Teams are ordered by number of appearances.

Team appearances in The Basketball Tournament championships
| Team | Appearances | Record | Years (won / lost) |
|---|---|---|---|
| Overseas Elite | 4 | 4–0 | 2015, 2016, 2017, 2018 |
| Eberlein Drive | 3 | 1–2 | 2018, 2025, 2026 |
| Heartfire | 3 | 1–2 | 2015, 2021, 2023 |
| Carmen's Crew | 2 | 2–0 | 2019, 2024 |
| Golden Eagles | 2 | 1–1 | 2019, 2020 |
| Aftershocks | 1 | 1–0 | 2025 |
| Blue Collar U | 1 | 1–0 | 2022 |
| Boeheim's Army | 1 | 1–0 | 2021 |
| Notre Dame Fighting Alumni | 1 | 1–0 | 2014 |
| Autism Army | 1 | 0–1 | 2022 |
| Team Barstool | 1 | 0–1 | 2014 |
| Bleed Green | 1 | 0–1 | 2023 |
| Team Challenge ALS | 1 | 0–1 | 2017 |
| Team Colorado | 1 | 0–1 | 2016 |
| Forever Coogs | 1 | 0–1 | 2024 |
| La Familia | 1 | 0–1 | 2026 |
| Sideline Cancer | 1 | 0–1 | 2020 |

== Related venture ==

On October 11, 2022, tournament owner and organizer TBT Enterprises announced that it would extend the TBT concept to soccer, announcing The Soccer Tournament, a 7-on-7 summer tournament that began on schedule in 2023. Like TBT, TST has a winner-take-all prize of $1 million. TST started with 32 teams, with a group phase followed by a 16-team knockout tournament.

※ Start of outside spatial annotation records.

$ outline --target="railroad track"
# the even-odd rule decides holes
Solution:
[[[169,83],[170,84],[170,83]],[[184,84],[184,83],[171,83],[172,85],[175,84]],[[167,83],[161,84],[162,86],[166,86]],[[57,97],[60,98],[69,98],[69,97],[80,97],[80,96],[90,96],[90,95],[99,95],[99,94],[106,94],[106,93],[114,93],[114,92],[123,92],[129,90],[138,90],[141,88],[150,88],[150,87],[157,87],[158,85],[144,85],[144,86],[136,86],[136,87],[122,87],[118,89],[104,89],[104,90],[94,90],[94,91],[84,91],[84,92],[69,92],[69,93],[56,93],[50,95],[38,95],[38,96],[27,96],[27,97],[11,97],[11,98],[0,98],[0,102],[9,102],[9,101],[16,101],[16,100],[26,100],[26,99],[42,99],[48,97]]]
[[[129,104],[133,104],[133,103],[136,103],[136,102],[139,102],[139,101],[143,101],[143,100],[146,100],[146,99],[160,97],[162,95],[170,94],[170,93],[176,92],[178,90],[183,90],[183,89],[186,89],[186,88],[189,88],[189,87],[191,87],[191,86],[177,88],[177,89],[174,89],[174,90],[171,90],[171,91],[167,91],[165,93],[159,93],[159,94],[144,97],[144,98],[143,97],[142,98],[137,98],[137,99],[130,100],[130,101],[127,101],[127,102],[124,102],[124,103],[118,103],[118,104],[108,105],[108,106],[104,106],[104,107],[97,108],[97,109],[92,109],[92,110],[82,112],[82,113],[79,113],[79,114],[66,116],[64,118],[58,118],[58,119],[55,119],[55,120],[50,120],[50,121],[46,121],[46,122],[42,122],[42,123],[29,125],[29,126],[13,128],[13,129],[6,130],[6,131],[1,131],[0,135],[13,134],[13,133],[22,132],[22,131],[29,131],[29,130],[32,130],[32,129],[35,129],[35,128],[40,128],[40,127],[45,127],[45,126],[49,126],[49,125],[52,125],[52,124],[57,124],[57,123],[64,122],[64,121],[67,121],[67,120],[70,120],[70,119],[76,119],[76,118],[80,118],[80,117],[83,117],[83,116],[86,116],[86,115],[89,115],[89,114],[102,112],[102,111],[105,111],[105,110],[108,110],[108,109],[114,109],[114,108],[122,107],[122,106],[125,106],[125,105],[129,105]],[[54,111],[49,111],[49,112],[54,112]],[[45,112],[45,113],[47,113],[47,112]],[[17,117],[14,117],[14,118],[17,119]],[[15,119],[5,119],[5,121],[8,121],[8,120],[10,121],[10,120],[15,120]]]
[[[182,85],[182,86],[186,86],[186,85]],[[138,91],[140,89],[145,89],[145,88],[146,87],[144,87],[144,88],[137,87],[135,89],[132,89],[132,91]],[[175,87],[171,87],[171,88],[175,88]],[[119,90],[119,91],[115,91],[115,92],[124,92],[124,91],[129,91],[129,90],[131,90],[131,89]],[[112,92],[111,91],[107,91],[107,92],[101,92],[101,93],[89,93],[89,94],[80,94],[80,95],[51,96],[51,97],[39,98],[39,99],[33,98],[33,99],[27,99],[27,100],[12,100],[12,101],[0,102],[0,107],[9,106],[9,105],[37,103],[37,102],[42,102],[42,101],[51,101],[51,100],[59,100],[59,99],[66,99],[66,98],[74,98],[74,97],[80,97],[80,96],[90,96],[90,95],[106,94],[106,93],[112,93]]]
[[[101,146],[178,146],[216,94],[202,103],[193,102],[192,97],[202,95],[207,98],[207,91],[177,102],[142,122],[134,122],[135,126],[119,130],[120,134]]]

Matches are played on a reduced-size field with slightly smaller goals than normal and consist of 20-minute halves. The Elam Ending has been adapted to a soccer setting; after the end of the second half, the remainder of the match consists of "Target Score Time", with the target score being set by adding one goal to the leading (or tied) team's score. The game ends once the target score is reached by either team. If the target is not reached after 5 minutes, one player from each team exits the field, with the process continuing every 5 minutes until each side is reduced to 2 players or the winning goal is scored, whichever comes first.